If only she understood that I ate her with love, and not hunger.
-diaries of a Siren
I see a red boy winking, perpetually still. His right eye is closed, his left open, unmoving. He wears pajamas, the Spiderman kind my brother used to wear when he was small. The red boy is on the floor of a hospital in Gaza, his blood caked on his face with soot and ash. His chest does not rise and fall, his eyes do not blink, but he holds his wink. One eye shut, the other open. A playful gesture, as if he's playing a trick on me. As if soon he would awaken and wash the red from his face like strawberry jam, and go play with his spider-man figurine in the sunlight. But he does not move, the red boy. The fluorescent light holds him still. His swollen eyelid does not so much as twitch. He is determined to fool me, and I am happy to be fooled. If it means he will one day wake up, I am happy to be fooled.
Time keeps passing, I fight hard for change. It does not yield to me, wind against a mountain. I carry on, I carry on, still. There is nothing left for me to do but die.
She was a moth that waited for the light to find her. And when she died it was dark as always.
Out of fear of being exposed, I crawl and grovel and claw at the shell of my old self, desperate for a morsel of comfort, of old. I find I’ve done nothing but destroy it’s memory and starve my newest iteration, in a form of betrayal only one as indecisive and stagnancy-drawn as I could pull off.

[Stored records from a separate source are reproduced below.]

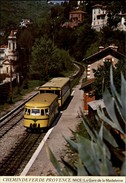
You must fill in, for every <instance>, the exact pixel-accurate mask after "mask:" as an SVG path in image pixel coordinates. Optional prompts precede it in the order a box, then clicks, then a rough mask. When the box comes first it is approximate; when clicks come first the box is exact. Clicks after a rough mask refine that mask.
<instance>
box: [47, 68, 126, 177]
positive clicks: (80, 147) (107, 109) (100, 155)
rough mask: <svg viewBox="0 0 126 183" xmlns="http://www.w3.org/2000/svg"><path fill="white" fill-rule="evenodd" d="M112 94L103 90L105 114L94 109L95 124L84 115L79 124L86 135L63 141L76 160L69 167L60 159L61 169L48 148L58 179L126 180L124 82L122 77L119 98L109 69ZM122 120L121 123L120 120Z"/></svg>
mask: <svg viewBox="0 0 126 183" xmlns="http://www.w3.org/2000/svg"><path fill="white" fill-rule="evenodd" d="M110 88H111V93H110V92H109V91H108V90H107V89H106V90H105V91H104V93H103V99H104V103H105V107H106V112H104V111H103V110H102V109H100V108H98V109H97V117H96V119H95V123H97V124H98V126H99V128H98V129H96V128H95V127H94V126H92V122H91V121H90V118H87V117H86V116H85V115H84V114H83V112H81V115H82V118H81V120H82V124H83V126H84V127H85V130H86V131H87V135H85V133H82V134H81V135H80V134H79V133H78V132H75V134H74V135H75V140H71V139H66V138H65V139H66V141H67V142H68V144H69V145H70V148H71V150H72V160H73V153H74V154H76V160H75V161H74V162H73V163H71V162H70V161H66V160H64V159H63V158H61V160H62V162H63V165H64V167H63V166H61V164H60V163H59V162H58V160H57V159H56V157H55V156H54V154H53V153H52V151H51V150H50V148H48V147H47V148H48V149H47V150H48V154H49V157H50V161H51V162H52V163H53V165H54V167H55V169H56V170H57V173H58V175H60V176H112V175H113V176H119V175H121V176H126V171H125V170H126V149H125V145H126V131H125V128H126V113H125V109H126V102H125V92H126V80H125V79H124V77H123V75H121V88H120V90H121V91H120V94H118V92H117V91H116V88H115V85H114V82H113V74H112V69H111V70H110ZM120 119H121V120H120Z"/></svg>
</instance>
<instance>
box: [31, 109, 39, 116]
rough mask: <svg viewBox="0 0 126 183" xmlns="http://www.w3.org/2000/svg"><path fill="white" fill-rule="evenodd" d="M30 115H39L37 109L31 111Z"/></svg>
mask: <svg viewBox="0 0 126 183" xmlns="http://www.w3.org/2000/svg"><path fill="white" fill-rule="evenodd" d="M31 114H32V115H40V110H39V109H32V112H31Z"/></svg>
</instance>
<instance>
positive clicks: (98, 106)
mask: <svg viewBox="0 0 126 183" xmlns="http://www.w3.org/2000/svg"><path fill="white" fill-rule="evenodd" d="M88 105H89V106H90V107H91V108H92V109H93V110H97V108H98V107H101V108H102V109H103V108H105V104H104V101H103V99H100V100H94V101H91V102H88Z"/></svg>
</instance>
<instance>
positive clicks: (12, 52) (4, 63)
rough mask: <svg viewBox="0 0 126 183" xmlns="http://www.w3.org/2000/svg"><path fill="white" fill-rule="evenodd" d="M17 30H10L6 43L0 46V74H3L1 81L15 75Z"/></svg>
mask: <svg viewBox="0 0 126 183" xmlns="http://www.w3.org/2000/svg"><path fill="white" fill-rule="evenodd" d="M16 33H17V31H14V30H12V31H11V33H10V35H9V36H8V45H1V47H0V74H1V75H4V76H5V79H4V80H3V82H9V81H10V77H12V78H11V79H12V80H13V79H14V78H15V77H16V76H15V65H16V61H17V43H16V40H17V38H16Z"/></svg>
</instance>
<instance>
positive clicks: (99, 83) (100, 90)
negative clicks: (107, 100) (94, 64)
mask: <svg viewBox="0 0 126 183" xmlns="http://www.w3.org/2000/svg"><path fill="white" fill-rule="evenodd" d="M110 65H111V62H109V61H106V62H104V65H100V66H99V67H98V69H93V72H94V76H95V81H94V84H93V88H94V90H95V93H94V95H95V96H96V99H99V98H102V92H103V89H104V86H106V88H108V89H109V91H110V80H109V76H110V69H109V67H110ZM125 69H126V64H125V60H119V61H118V62H117V64H116V65H115V67H113V76H114V83H115V86H116V88H117V91H118V92H119V89H120V87H121V74H120V73H121V72H122V73H123V76H124V77H125V79H126V73H125Z"/></svg>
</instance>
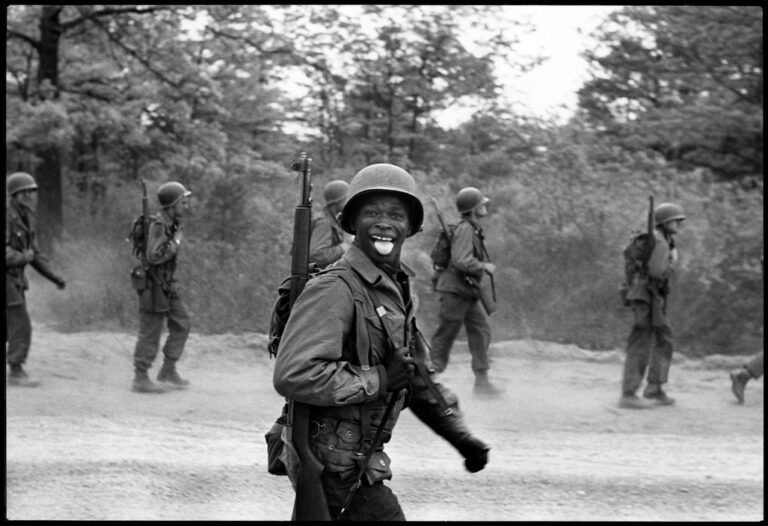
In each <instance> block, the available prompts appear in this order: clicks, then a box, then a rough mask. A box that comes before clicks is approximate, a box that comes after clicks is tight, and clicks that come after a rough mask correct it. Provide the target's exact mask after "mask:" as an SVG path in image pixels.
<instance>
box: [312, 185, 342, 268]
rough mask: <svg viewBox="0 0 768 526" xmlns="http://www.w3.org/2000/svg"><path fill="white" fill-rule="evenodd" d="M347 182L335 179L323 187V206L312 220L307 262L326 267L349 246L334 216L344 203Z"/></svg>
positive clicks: (338, 222)
mask: <svg viewBox="0 0 768 526" xmlns="http://www.w3.org/2000/svg"><path fill="white" fill-rule="evenodd" d="M348 187H349V184H347V182H346V181H342V180H340V179H335V180H333V181H330V182H329V183H327V184H326V185H325V187H324V188H323V198H324V199H325V206H324V207H323V209H322V211H321V212H320V214H319V215H318V216H317V217H316V218H315V219H314V221H313V222H312V237H311V238H310V245H309V263H310V265H311V264H313V263H314V264H315V265H316V266H317V268H323V267H327V266H328V265H330V264H331V263H333V262H334V261H336V260H337V259H339V258H340V257H341V255H342V254H344V252H345V251H346V250H347V248H349V243H348V242H346V241H345V240H344V231H343V230H342V228H341V225H340V224H339V221H338V219H337V218H336V217H337V216H338V215H339V212H341V206H342V205H343V204H344V196H345V195H347V188H348Z"/></svg>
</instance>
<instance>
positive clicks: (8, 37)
mask: <svg viewBox="0 0 768 526" xmlns="http://www.w3.org/2000/svg"><path fill="white" fill-rule="evenodd" d="M12 38H18V39H19V40H23V41H24V42H26V43H27V44H29V45H30V46H32V47H33V48H35V49H37V50H38V51H39V50H40V41H39V40H35V39H34V38H32V37H30V36H28V35H25V34H24V33H19V32H18V31H16V30H13V29H6V31H5V41H6V42H8V41H9V40H10V39H12Z"/></svg>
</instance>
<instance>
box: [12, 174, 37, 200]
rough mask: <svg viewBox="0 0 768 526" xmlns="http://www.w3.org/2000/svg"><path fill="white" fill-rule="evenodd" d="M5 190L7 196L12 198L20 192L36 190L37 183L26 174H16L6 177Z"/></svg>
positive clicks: (30, 175) (33, 177)
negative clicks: (17, 193)
mask: <svg viewBox="0 0 768 526" xmlns="http://www.w3.org/2000/svg"><path fill="white" fill-rule="evenodd" d="M5 188H6V190H7V192H8V195H10V196H13V195H14V194H16V193H18V192H21V191H22V190H37V183H36V182H35V178H34V177H32V176H31V175H29V174H28V173H27V172H16V173H13V174H11V175H9V176H8V179H6V181H5Z"/></svg>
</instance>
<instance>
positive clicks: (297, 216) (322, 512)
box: [285, 152, 331, 521]
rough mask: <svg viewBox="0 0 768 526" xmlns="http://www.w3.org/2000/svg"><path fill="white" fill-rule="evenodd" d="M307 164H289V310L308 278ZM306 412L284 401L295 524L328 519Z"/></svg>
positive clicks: (308, 217) (304, 409) (297, 402)
mask: <svg viewBox="0 0 768 526" xmlns="http://www.w3.org/2000/svg"><path fill="white" fill-rule="evenodd" d="M311 162H312V159H311V158H310V157H307V154H306V153H304V152H302V153H301V157H300V158H299V160H298V161H297V162H295V163H293V164H292V165H291V169H292V170H296V171H300V172H301V174H302V177H301V200H300V201H299V204H298V206H297V207H296V212H295V214H294V219H293V248H292V250H291V277H290V295H289V308H292V307H293V304H294V303H295V301H296V299H297V298H298V297H299V294H301V291H302V290H304V285H306V283H307V280H308V279H309V236H310V223H311V220H312V198H311V195H310V194H311V192H312V185H311V182H310V181H311V175H310V163H311ZM309 409H310V406H309V405H307V404H304V403H302V402H297V401H295V400H289V401H288V411H287V417H286V422H285V433H286V439H287V440H288V442H289V443H291V444H292V445H293V448H294V449H295V450H296V454H297V456H298V457H299V467H298V472H297V475H296V500H295V501H294V508H293V515H294V519H295V520H297V521H309V520H330V519H331V517H330V513H329V512H328V503H327V501H326V498H325V490H324V489H323V484H322V481H321V480H320V476H321V475H322V473H323V464H322V463H321V462H320V461H319V460H318V459H317V457H316V456H315V454H314V453H313V452H312V449H311V447H310V443H309Z"/></svg>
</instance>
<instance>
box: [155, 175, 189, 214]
mask: <svg viewBox="0 0 768 526" xmlns="http://www.w3.org/2000/svg"><path fill="white" fill-rule="evenodd" d="M188 195H192V192H190V191H189V190H187V189H186V188H184V185H183V184H181V183H177V182H176V181H171V182H169V183H163V184H162V185H160V189H159V190H158V191H157V200H158V201H160V206H162V207H163V208H168V207H171V206H173V205H175V204H176V203H178V202H179V201H180V200H181V199H182V198H184V197H187V196H188Z"/></svg>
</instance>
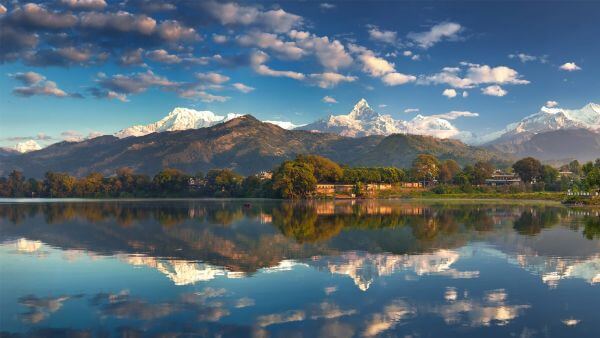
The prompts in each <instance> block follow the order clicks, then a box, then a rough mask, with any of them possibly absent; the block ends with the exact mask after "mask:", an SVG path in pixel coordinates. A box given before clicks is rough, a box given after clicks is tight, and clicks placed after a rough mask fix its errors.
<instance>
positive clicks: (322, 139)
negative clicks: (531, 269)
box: [0, 115, 511, 177]
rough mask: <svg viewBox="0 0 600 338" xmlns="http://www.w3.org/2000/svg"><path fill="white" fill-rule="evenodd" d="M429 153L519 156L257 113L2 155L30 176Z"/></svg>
mask: <svg viewBox="0 0 600 338" xmlns="http://www.w3.org/2000/svg"><path fill="white" fill-rule="evenodd" d="M421 153H429V154H432V155H435V156H436V157H438V158H439V159H442V160H443V159H454V160H456V161H457V162H459V163H460V164H466V163H473V162H476V161H492V162H496V163H499V162H503V161H509V160H511V158H509V157H507V156H506V155H504V154H502V153H500V152H497V151H493V150H486V149H483V148H479V147H472V146H467V145H465V144H464V143H462V142H460V141H456V140H444V139H437V138H433V137H428V136H417V135H391V136H387V137H384V136H368V137H361V138H349V137H343V136H339V135H336V134H329V133H315V132H309V131H301V130H286V129H283V128H280V127H278V126H276V125H273V124H270V123H264V122H260V121H259V120H257V119H255V118H254V117H252V116H250V115H245V116H242V117H239V118H235V119H233V120H230V121H228V122H225V123H221V124H218V125H215V126H212V127H209V128H201V129H192V130H184V131H176V132H162V133H153V134H149V135H145V136H141V137H128V138H124V139H119V138H116V137H114V136H101V137H97V138H94V139H89V140H84V141H81V142H60V143H57V144H54V145H51V146H49V147H47V148H44V149H42V150H38V151H33V152H30V153H26V154H22V155H16V156H10V157H7V158H3V159H2V161H0V176H5V175H7V174H8V173H9V172H10V171H12V170H19V171H22V172H23V174H24V175H25V176H28V177H41V176H43V175H44V173H45V172H47V171H54V172H66V173H69V174H72V175H75V176H84V175H86V174H89V173H91V172H99V173H102V174H104V175H110V174H112V173H114V171H115V170H116V169H118V168H121V167H129V168H131V169H133V170H134V171H135V172H137V173H144V174H150V175H152V174H155V173H156V172H158V171H160V170H161V169H163V168H176V169H180V170H182V171H185V172H188V173H194V172H198V171H202V172H206V171H207V170H209V169H213V168H230V169H233V170H234V171H236V172H239V173H241V174H245V175H247V174H252V173H256V172H259V171H262V170H270V169H272V168H273V167H275V166H276V165H278V164H280V163H281V162H282V161H284V160H287V159H292V158H294V157H295V156H296V155H297V154H317V155H322V156H326V157H328V158H330V159H332V160H334V161H336V162H338V163H342V164H348V165H352V166H361V165H365V166H366V165H368V166H397V167H409V166H410V164H411V162H412V160H413V159H414V158H415V157H416V155H417V154H421Z"/></svg>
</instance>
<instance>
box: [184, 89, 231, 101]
mask: <svg viewBox="0 0 600 338" xmlns="http://www.w3.org/2000/svg"><path fill="white" fill-rule="evenodd" d="M179 96H180V97H183V98H186V99H192V100H200V101H202V102H207V103H211V102H225V101H227V100H229V99H230V97H228V96H219V95H213V94H210V93H207V92H205V91H203V90H200V89H197V88H192V89H185V90H182V91H180V92H179Z"/></svg>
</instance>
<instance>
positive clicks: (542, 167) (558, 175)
mask: <svg viewBox="0 0 600 338" xmlns="http://www.w3.org/2000/svg"><path fill="white" fill-rule="evenodd" d="M541 179H542V181H543V182H544V183H545V184H556V183H557V182H558V180H559V175H558V170H557V169H556V168H554V167H553V166H550V165H543V166H542V170H541Z"/></svg>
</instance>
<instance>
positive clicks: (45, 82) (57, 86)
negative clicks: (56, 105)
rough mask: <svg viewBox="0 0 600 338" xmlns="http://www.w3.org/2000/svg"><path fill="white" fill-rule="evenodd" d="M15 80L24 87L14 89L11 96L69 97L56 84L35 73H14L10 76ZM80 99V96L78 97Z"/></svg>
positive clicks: (45, 77)
mask: <svg viewBox="0 0 600 338" xmlns="http://www.w3.org/2000/svg"><path fill="white" fill-rule="evenodd" d="M10 76H11V77H12V78H14V79H15V80H18V81H20V82H22V83H23V85H24V86H20V87H15V88H14V89H13V91H12V92H13V94H15V95H18V96H23V97H30V96H34V95H45V96H54V97H67V96H71V95H70V94H68V93H67V92H65V91H64V90H62V89H60V88H58V86H57V85H56V82H54V81H50V80H46V77H45V76H43V75H41V74H38V73H35V72H26V73H16V74H12V75H10ZM80 97H81V96H80Z"/></svg>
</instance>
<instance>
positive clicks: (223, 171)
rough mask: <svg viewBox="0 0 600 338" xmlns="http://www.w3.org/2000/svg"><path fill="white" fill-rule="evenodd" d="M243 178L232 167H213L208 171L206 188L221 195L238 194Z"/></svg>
mask: <svg viewBox="0 0 600 338" xmlns="http://www.w3.org/2000/svg"><path fill="white" fill-rule="evenodd" d="M243 179H244V177H243V176H242V175H239V174H237V173H235V172H233V170H231V169H212V170H209V171H208V173H206V188H207V190H208V191H210V192H211V193H212V194H216V195H217V196H219V197H231V196H236V194H237V193H238V191H239V190H240V189H239V188H240V186H241V184H242V180H243Z"/></svg>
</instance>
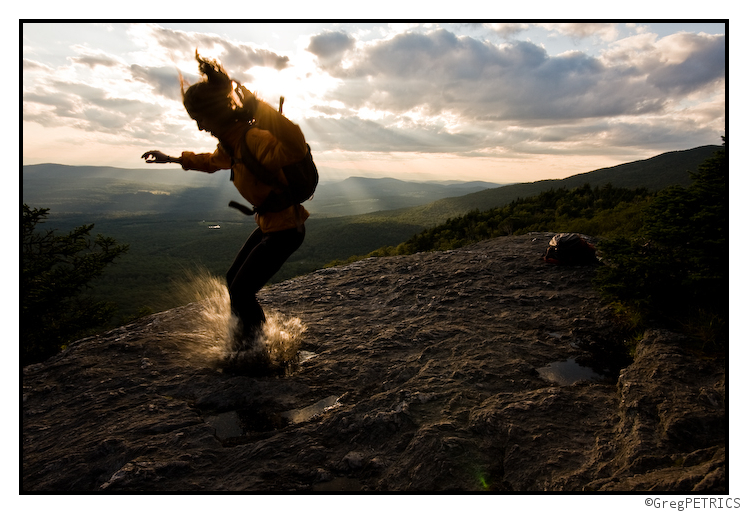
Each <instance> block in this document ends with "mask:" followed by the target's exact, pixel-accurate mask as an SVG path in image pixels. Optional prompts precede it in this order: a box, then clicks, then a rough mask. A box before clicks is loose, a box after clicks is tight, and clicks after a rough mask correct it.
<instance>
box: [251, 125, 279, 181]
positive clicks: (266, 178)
mask: <svg viewBox="0 0 748 514" xmlns="http://www.w3.org/2000/svg"><path fill="white" fill-rule="evenodd" d="M252 128H253V125H250V126H249V127H247V130H245V131H244V134H242V140H241V152H242V155H241V162H242V164H244V166H245V167H246V168H247V169H248V170H249V171H250V172H251V173H252V174H253V175H254V176H255V177H257V178H258V179H259V180H260V181H262V182H264V183H266V184H268V185H270V186H273V187H277V188H278V187H279V188H282V187H284V186H283V184H282V183H281V181H280V179H279V178H278V175H277V173H274V172H273V171H271V170H269V169H267V168H266V167H265V166H263V165H262V163H261V162H260V161H259V160H258V159H257V157H255V155H254V154H253V153H252V151H251V150H250V149H249V146H247V132H249V131H250V130H251V129H252Z"/></svg>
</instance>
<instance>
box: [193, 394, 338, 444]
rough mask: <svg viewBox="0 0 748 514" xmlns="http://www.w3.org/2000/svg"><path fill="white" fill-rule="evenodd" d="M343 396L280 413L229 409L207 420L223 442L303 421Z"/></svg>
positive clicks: (333, 402)
mask: <svg viewBox="0 0 748 514" xmlns="http://www.w3.org/2000/svg"><path fill="white" fill-rule="evenodd" d="M340 398H342V396H328V397H327V398H324V399H322V400H320V401H318V402H317V403H314V404H312V405H309V406H308V407H304V408H301V409H293V410H289V411H286V412H282V413H280V414H274V413H263V412H255V411H248V410H241V409H240V410H239V411H235V410H232V411H229V412H222V413H220V414H216V415H215V416H206V417H205V418H204V419H205V422H206V423H207V424H208V425H210V426H211V427H212V428H213V430H215V432H216V437H217V438H218V439H220V440H221V441H223V442H227V441H228V440H229V439H235V438H238V437H243V436H248V435H251V434H260V433H265V432H272V431H274V430H277V429H279V428H282V427H284V426H286V425H288V424H289V423H303V422H305V421H309V420H310V419H312V418H314V417H316V416H319V415H320V414H322V413H324V412H325V411H327V410H329V409H333V408H335V407H338V406H339V405H340V402H339V400H340Z"/></svg>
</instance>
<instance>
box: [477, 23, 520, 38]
mask: <svg viewBox="0 0 748 514" xmlns="http://www.w3.org/2000/svg"><path fill="white" fill-rule="evenodd" d="M483 26H484V27H486V28H488V29H490V30H492V31H493V32H495V33H497V34H498V35H500V36H501V37H503V38H510V37H512V36H515V35H517V34H519V33H520V32H524V31H525V30H528V29H529V28H530V24H529V23H484V24H483Z"/></svg>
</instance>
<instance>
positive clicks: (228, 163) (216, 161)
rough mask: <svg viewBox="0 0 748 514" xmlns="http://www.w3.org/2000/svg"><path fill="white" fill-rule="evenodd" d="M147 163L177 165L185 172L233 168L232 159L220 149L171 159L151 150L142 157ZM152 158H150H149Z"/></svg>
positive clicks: (194, 153)
mask: <svg viewBox="0 0 748 514" xmlns="http://www.w3.org/2000/svg"><path fill="white" fill-rule="evenodd" d="M141 157H142V158H143V159H145V162H147V163H158V164H164V163H170V162H173V163H177V164H181V165H182V169H185V170H197V171H205V172H207V173H213V172H215V171H218V170H223V169H228V168H230V167H231V158H230V157H229V156H228V155H226V153H225V152H223V151H222V150H221V149H220V147H219V148H216V151H215V152H213V153H212V154H211V153H197V154H196V153H194V152H182V155H181V156H179V157H171V156H169V155H166V154H165V153H163V152H160V151H158V150H151V151H150V152H146V153H144V154H143V155H142V156H141ZM149 157H150V158H149Z"/></svg>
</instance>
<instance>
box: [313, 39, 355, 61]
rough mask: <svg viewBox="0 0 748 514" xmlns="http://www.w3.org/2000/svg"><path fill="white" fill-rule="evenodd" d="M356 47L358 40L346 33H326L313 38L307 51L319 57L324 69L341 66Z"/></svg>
mask: <svg viewBox="0 0 748 514" xmlns="http://www.w3.org/2000/svg"><path fill="white" fill-rule="evenodd" d="M355 45H356V40H355V39H354V38H353V37H351V36H349V35H348V34H347V33H345V32H324V33H322V34H318V35H316V36H312V38H311V39H310V40H309V46H308V47H307V48H306V50H307V51H308V52H310V53H312V54H314V55H315V56H316V57H317V60H318V62H319V63H320V66H322V68H328V67H330V66H335V65H337V64H339V63H340V61H341V59H342V58H343V56H344V55H345V53H346V52H347V51H348V50H351V49H353V47H354V46H355Z"/></svg>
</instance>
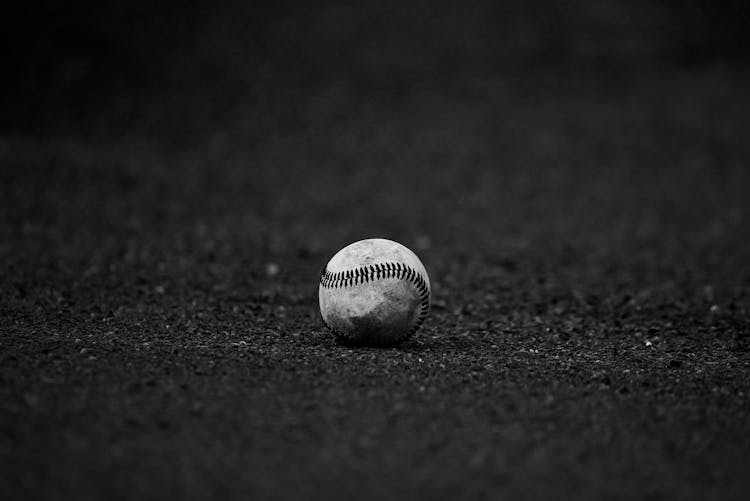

Why do I crave love so much that I lie to get it. I dawn facades to taste sugar with a tongue that is not mine. Is it still sweet? Is anything truly my own?
My sister drops her head underwater and I follow shortly after. I close my eyes as tight as I can and with cheeks full as balloons, I hold my breath. We both breach the ocean surface and look for each other. And we’re right where we left one another, of course. I miss that feeling of certainty, of knowing who I’m swimming with. Now we are grown and childhood is a twinkle in my eye. I see broken pieces of it if I look hard enough, disappointed at friends that don’t keep their pinky promises, at my husband for leaving the chores to me when she never would. She hated the dishes, the dirty refried beans dad would let soak in the sink and float into patches of dark pinkish slime. But she didn’t let me do them alone. I sit at the beach with my legs long and in the sun. I am warm but not complete. I look around at the flurry of faces, the assortment of multicolored swimsuits striped and polka dotted. It’s charming, but I don’t think I’d know where to look if I put my head under like I used to.
I need a new wardrobe—I’m running out of time to be young and beautiful. For people to see me and not just look at me out of some mundane politeness. I need to be everything I am right now in these fleeting moments, or it’s like they’ve already gone.
Isn’t it a shame that our empathy can be one sided? That we notice the wound of the beast first, and bleed with him, while his eyes are set on our swollen heads?
What poems do you keep close to your chest like a weak deck of cards? Terrified anyone should know your mind in all its weaknesses and honest throws of emotion. Let me read them, let me know you. I promise not to ruin you. I promise to be kind.
Why is it whenever I am alone I slip my hand beneath my black wool jacket and find any wound I can and open it again, to bleed, to bleed. Is it really my destiny to bask in life so little and ruminate on the scarcity for the rest of it? Is my stomach shrunken and my heart empty, am I a vessel that cannot be filled and can only watch as others are?